4750. And Judah said unto his brethren. That this signifies the depraved in the church who are against whatever is good, is evident from the representation of Judah, as being in a good sense the good of celestial love (n. 3654, 3881), but in the opposite sense to be against all good whatever (of which hereafter); and from the signification of his "brethren," as being those in the church who are in faith separate. That by Judah are here represented those who are against all good whatever, is because in a good sense they who are in the good of celestial love are represented in the Word by him. Celestial love is love to the Lord and the derivative love toward the neighbor. They who are in this love are most closely conjoined with the Lord, and are therefore in the inmost heaven, where they are in a state of innocence, from which they appear to the rest as little children, and wholly as loves in form. Others are not able to go near them, and therefore when they are sent to others, they are encompassed by other angels, by whom the sphere of their love is tempered, which would otherwise throw into a swoon those to whom they are sent; for the sphere of their love penetrates even to the marrows.
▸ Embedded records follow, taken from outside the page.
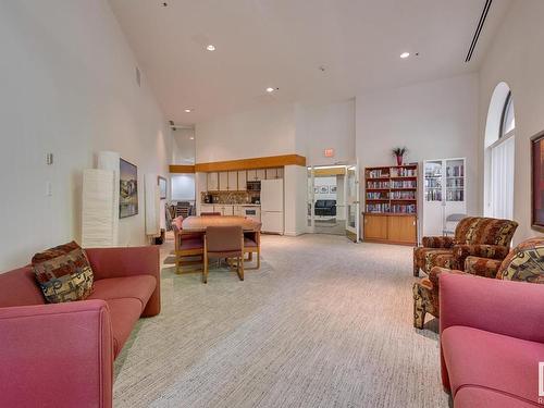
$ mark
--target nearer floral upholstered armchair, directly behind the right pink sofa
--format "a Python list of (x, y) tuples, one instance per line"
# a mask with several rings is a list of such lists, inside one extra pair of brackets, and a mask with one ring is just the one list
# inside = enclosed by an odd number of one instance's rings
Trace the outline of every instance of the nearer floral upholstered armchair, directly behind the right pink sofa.
[(544, 283), (544, 237), (519, 244), (503, 260), (469, 256), (465, 272), (434, 267), (429, 277), (413, 284), (413, 326), (423, 329), (426, 313), (440, 318), (438, 276), (442, 273), (472, 274), (505, 281)]

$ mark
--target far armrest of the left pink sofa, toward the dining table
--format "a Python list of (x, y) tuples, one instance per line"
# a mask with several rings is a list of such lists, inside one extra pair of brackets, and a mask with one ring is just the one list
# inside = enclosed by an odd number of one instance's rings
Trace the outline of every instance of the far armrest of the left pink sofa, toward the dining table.
[(95, 280), (151, 275), (157, 286), (149, 298), (143, 317), (159, 314), (161, 311), (161, 270), (159, 247), (120, 247), (85, 249), (92, 268)]

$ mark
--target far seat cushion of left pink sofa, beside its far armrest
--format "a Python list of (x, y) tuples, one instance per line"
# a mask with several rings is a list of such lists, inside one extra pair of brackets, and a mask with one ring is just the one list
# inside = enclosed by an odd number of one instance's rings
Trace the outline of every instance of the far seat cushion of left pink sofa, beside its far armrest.
[(141, 313), (156, 286), (157, 281), (151, 275), (109, 277), (95, 282), (95, 289), (88, 299), (137, 299), (140, 301)]

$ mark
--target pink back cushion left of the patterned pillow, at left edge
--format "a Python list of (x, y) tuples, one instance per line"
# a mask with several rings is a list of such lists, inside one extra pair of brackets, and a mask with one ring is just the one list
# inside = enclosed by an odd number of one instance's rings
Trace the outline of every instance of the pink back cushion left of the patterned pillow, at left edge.
[(0, 273), (0, 308), (45, 302), (44, 294), (29, 265)]

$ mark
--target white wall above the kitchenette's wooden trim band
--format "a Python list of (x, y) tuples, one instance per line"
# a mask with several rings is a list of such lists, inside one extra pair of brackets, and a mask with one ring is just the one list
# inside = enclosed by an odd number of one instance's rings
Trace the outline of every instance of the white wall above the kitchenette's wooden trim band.
[(295, 108), (270, 104), (196, 125), (196, 162), (295, 152)]

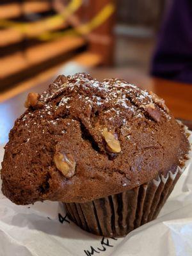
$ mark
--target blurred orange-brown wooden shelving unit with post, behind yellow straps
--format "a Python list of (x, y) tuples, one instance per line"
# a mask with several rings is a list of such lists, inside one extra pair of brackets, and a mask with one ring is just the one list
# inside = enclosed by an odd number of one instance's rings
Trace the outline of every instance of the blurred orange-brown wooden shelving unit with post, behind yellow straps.
[[(95, 17), (96, 11), (99, 12), (103, 6), (111, 3), (111, 0), (103, 1), (101, 3), (92, 0), (91, 2), (94, 4), (89, 3), (87, 6), (82, 4), (78, 10), (74, 8), (76, 17), (71, 19), (80, 23), (88, 22)], [(3, 0), (3, 3), (0, 3), (0, 20), (8, 25), (0, 29), (1, 91), (11, 88), (13, 84), (22, 83), (26, 79), (30, 80), (32, 77), (41, 76), (45, 70), (60, 66), (60, 63), (64, 61), (66, 63), (66, 61), (72, 60), (86, 67), (95, 67), (98, 63), (107, 63), (108, 57), (111, 60), (113, 55), (111, 48), (113, 40), (110, 37), (111, 19), (107, 22), (108, 26), (105, 25), (105, 22), (98, 29), (94, 29), (95, 37), (92, 33), (92, 38), (91, 36), (77, 36), (72, 33), (65, 34), (65, 30), (67, 31), (69, 26), (73, 28), (73, 24), (76, 22), (72, 22), (70, 19), (65, 21), (60, 14), (52, 15), (51, 13), (55, 13), (52, 3), (49, 0), (8, 1), (8, 3)], [(92, 13), (92, 11), (94, 12)], [(39, 19), (28, 19), (28, 17), (33, 16), (33, 13), (38, 13)], [(26, 19), (22, 19), (23, 17), (26, 17), (28, 22), (24, 22)], [(17, 20), (17, 22), (20, 20), (20, 22), (15, 24), (12, 19)], [(106, 29), (103, 29), (105, 26)], [(53, 31), (63, 31), (64, 33), (57, 39), (48, 36), (49, 41), (44, 42), (38, 38), (38, 36), (49, 35)], [(48, 33), (46, 34), (46, 32)], [(110, 45), (102, 44), (100, 38), (109, 38), (110, 40), (106, 41), (110, 41)], [(101, 41), (104, 42), (104, 40)]]

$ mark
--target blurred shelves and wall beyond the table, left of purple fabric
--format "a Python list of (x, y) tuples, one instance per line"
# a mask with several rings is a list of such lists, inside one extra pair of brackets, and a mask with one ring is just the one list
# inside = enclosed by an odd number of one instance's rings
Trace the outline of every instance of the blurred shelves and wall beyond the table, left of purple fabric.
[(94, 67), (148, 74), (169, 3), (1, 0), (0, 93)]

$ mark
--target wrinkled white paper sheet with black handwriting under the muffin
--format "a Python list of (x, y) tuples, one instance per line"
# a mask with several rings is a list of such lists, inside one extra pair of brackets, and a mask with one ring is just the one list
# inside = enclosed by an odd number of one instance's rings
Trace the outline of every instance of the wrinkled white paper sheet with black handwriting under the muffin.
[[(0, 161), (3, 152), (0, 147)], [(32, 255), (191, 256), (192, 159), (157, 220), (123, 238), (97, 237), (81, 230), (58, 202), (20, 206), (0, 193), (0, 256)]]

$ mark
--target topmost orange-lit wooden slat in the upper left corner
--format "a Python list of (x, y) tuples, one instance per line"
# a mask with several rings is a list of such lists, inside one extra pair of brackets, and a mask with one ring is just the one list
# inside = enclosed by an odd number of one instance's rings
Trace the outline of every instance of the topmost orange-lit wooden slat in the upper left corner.
[(13, 19), (22, 13), (40, 13), (51, 10), (49, 1), (30, 1), (26, 3), (12, 3), (0, 5), (0, 19)]

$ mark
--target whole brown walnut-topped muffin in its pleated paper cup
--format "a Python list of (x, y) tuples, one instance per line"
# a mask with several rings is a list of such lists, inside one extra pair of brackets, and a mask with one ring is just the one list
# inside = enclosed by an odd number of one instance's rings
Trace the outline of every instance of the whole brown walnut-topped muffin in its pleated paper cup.
[(63, 202), (100, 236), (125, 236), (154, 220), (182, 174), (184, 127), (164, 100), (120, 79), (59, 76), (10, 131), (1, 179), (19, 205)]

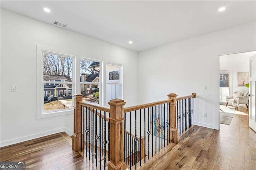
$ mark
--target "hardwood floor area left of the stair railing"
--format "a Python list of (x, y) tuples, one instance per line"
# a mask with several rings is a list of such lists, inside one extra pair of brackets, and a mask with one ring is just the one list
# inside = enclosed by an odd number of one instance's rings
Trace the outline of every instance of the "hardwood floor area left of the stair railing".
[(72, 150), (72, 139), (65, 132), (0, 148), (0, 161), (26, 161), (26, 169), (95, 168)]

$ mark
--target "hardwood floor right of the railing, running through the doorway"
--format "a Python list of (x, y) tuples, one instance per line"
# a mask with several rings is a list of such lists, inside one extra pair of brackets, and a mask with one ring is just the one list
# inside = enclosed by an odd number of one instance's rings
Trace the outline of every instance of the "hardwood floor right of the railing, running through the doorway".
[(248, 127), (248, 112), (239, 107), (230, 125), (220, 124), (220, 130), (195, 126), (155, 165), (151, 169), (255, 170), (256, 133)]

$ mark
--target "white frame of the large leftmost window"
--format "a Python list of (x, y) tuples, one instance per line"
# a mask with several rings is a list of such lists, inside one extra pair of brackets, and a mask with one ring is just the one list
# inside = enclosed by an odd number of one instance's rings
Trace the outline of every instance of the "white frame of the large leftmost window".
[[(50, 54), (56, 54), (56, 55), (62, 55), (62, 56), (67, 56), (67, 57), (72, 57), (73, 58), (73, 71), (72, 71), (72, 81), (68, 82), (65, 81), (65, 84), (72, 84), (72, 94), (74, 94), (75, 90), (75, 85), (74, 82), (76, 81), (75, 75), (76, 75), (76, 56), (71, 55), (70, 51), (67, 51), (66, 49), (56, 49), (52, 47), (46, 47), (42, 45), (37, 45), (36, 46), (36, 63), (37, 63), (37, 111), (36, 111), (36, 119), (43, 119), (47, 117), (56, 117), (56, 116), (61, 116), (61, 115), (68, 115), (68, 114), (73, 114), (73, 108), (69, 109), (58, 109), (54, 111), (43, 111), (43, 106), (44, 106), (44, 97), (42, 96), (42, 91), (44, 91), (44, 84), (47, 83), (43, 79), (43, 68), (42, 68), (42, 54), (43, 53), (50, 53)], [(50, 80), (49, 80), (50, 81)], [(54, 81), (56, 84), (56, 81)], [(73, 102), (73, 101), (72, 101)]]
 As this love or this good of love which is called celestial is represented by Judah in a good sense, so in the opposite sense is represented by him that which is contrary to celestial good, and thus contrary to all good whatever. Most things in the Word have a twofold sense, namely, a good sense and its opposite. From the good sense the quality of the opposite one is known; for whatever is contained in the opposite sense is diametrically opposed to what is contained in the good sense.
 The goods of love are in general two - the good of celestial love, and the good of spiritual love. Diametrically opposed to the good of celestial love, is the evil of the love of self; and diametrically opposed to the good of spiritual love, is the evil of the love of the world. They who are in the evil of the love of self are against all good whatever; but not so much so they who are in the evil of the love of the world. In the Word, by Judah in the opposite sense are represented those who are in the love of self; and by Israel they who are in the love of the world. The reason of this is that by Judah was represented the Lord's celestial kingdom, and by Israel His spiritual kingdom.
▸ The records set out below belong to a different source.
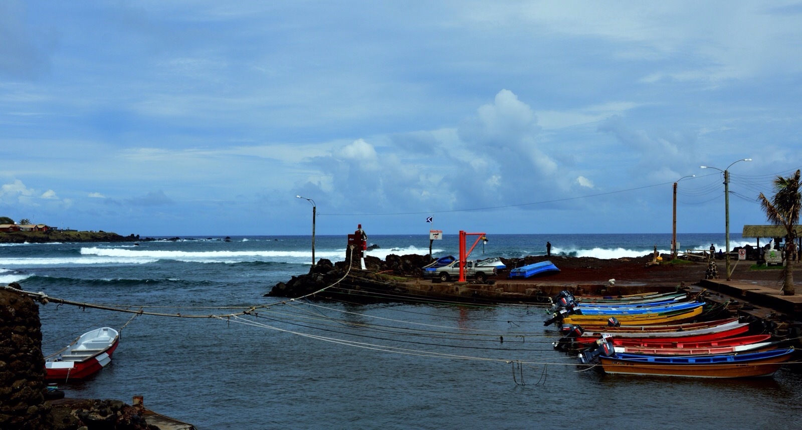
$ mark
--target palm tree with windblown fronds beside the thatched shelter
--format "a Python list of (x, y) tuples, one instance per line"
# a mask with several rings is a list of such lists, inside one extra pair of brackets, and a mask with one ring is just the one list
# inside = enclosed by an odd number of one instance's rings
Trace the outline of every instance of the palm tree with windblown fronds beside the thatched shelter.
[(780, 294), (794, 295), (794, 266), (792, 255), (796, 250), (796, 226), (800, 221), (800, 171), (793, 176), (777, 176), (774, 179), (774, 197), (772, 201), (760, 193), (760, 206), (766, 211), (768, 221), (773, 225), (782, 225), (788, 232), (785, 237), (785, 267), (783, 268), (783, 290)]

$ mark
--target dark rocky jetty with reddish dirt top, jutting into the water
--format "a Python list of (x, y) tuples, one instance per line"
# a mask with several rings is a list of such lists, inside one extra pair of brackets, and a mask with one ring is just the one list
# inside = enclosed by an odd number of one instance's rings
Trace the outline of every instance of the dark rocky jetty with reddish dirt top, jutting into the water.
[[(354, 266), (350, 271), (346, 262), (332, 263), (321, 259), (309, 273), (293, 276), (287, 282), (278, 282), (265, 296), (297, 298), (329, 287), (310, 298), (375, 302), (437, 295), (459, 301), (540, 302), (549, 298), (551, 290), (561, 286), (575, 287), (588, 293), (601, 289), (610, 292), (610, 280), (614, 280), (613, 290), (619, 291), (617, 294), (636, 294), (644, 292), (642, 290), (663, 291), (691, 286), (705, 278), (707, 261), (670, 261), (667, 254), (661, 257), (662, 262), (658, 263), (654, 262), (654, 254), (611, 259), (565, 255), (501, 258), (507, 266), (506, 270), (501, 270), (488, 282), (468, 279), (468, 285), (456, 290), (456, 283), (440, 283), (436, 279), (431, 281), (423, 278), (421, 268), (431, 262), (427, 255), (390, 254), (384, 261), (368, 256), (365, 258), (367, 270)], [(507, 276), (509, 269), (546, 260), (553, 262), (560, 272), (525, 279), (509, 279)], [(723, 272), (724, 262), (715, 263)], [(733, 279), (776, 285), (779, 271), (751, 270), (754, 263), (746, 261), (735, 265)], [(332, 286), (335, 282), (338, 283)]]

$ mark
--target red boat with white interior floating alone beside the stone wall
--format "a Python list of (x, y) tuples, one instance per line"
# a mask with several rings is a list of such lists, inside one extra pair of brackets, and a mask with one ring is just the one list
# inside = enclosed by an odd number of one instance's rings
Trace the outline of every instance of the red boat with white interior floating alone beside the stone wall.
[(111, 362), (119, 332), (111, 327), (87, 331), (67, 347), (45, 358), (48, 380), (83, 379)]

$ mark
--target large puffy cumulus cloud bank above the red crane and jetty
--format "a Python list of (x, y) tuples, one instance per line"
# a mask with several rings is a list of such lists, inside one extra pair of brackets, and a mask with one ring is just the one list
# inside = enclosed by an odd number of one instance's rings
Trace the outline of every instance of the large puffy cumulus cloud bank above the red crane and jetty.
[(322, 174), (298, 192), (327, 193), (371, 210), (520, 202), (521, 191), (557, 181), (557, 162), (539, 148), (540, 133), (533, 108), (501, 90), (458, 128), (357, 139), (315, 157), (311, 164)]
 The hells also are distinct according to these two loves. They who are in the love of self, being against all good whatever, are in the deepest and therefore the most grievous hell; but they who are in the love of the world, being not so much against all good whatever, are in hells not so deep, and therefore less grievous.
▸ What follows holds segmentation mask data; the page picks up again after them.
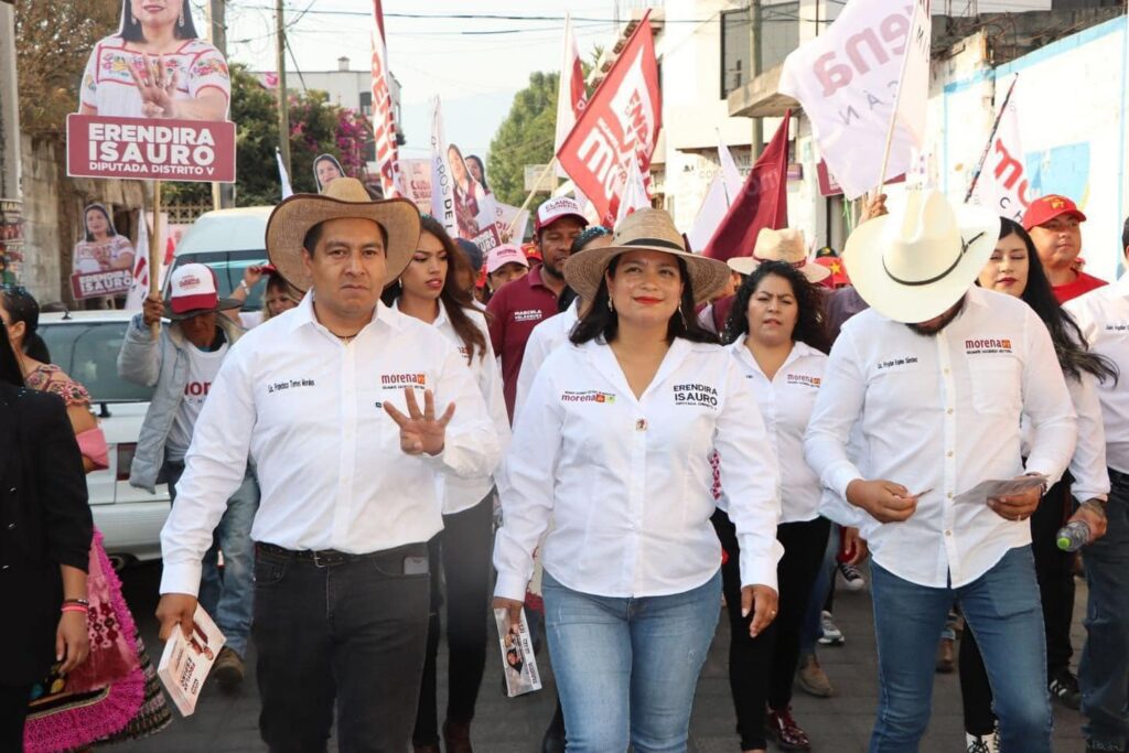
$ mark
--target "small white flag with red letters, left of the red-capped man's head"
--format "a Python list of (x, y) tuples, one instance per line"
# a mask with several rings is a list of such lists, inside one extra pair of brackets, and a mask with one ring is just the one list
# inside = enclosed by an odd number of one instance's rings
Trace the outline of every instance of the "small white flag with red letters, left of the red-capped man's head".
[(991, 209), (1016, 222), (1023, 220), (1031, 203), (1027, 198), (1031, 184), (1023, 159), (1023, 142), (1019, 140), (1018, 90), (1018, 80), (1013, 81), (971, 196), (972, 203)]

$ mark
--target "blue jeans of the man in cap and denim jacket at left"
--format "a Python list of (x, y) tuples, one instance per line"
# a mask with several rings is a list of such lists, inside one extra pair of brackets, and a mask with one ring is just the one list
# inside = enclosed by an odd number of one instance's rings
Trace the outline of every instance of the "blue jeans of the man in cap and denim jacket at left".
[[(184, 464), (165, 463), (169, 496), (176, 504), (176, 484)], [(211, 549), (204, 554), (200, 577), (200, 606), (216, 621), (227, 638), (225, 646), (240, 657), (247, 655), (251, 638), (251, 614), (255, 596), (255, 543), (251, 524), (259, 510), (259, 482), (247, 466), (243, 483), (227, 500), (227, 511), (212, 535)], [(219, 552), (224, 552), (224, 572), (219, 570)]]

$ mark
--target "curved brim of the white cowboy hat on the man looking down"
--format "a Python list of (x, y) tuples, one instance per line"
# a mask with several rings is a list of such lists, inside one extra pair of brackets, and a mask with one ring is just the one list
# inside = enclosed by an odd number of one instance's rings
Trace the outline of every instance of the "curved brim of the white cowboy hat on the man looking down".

 The evil of the love of self is not, as is generally thought, that external elation which is called pride; but it is hatred against the neighbor, and thence a burning desire for revenge, and delight in cruelty. These are the interiors of the love of self. Its exteriors are contempt for others in comparison with self, and an aversion to those who are in spiritual good, and this sometimes with manifest elation or pride, and sometimes without it; for one who holds the neighbor in such hatred, interiorly loves no one but himself and those whom he regards as making one with himself; thus he loves them in himself, and himself in them, for the sole end of self.
 Such is the quality of those who are represented by Judah in the opposite sense. The Jewish nation had been in such love even from the first, for they had looked upon all in the whole world as the vilest slaves, and as worthless in comparison with themselves, and had also held them in hatred; and what is more, when the love of self and of the world had not mutually conjoined them, they persecuted even their associates and brothers with similar hatred. This disposition still remains with that nation; but because they now dwell in foreign lands on sufferance, they keep it concealed.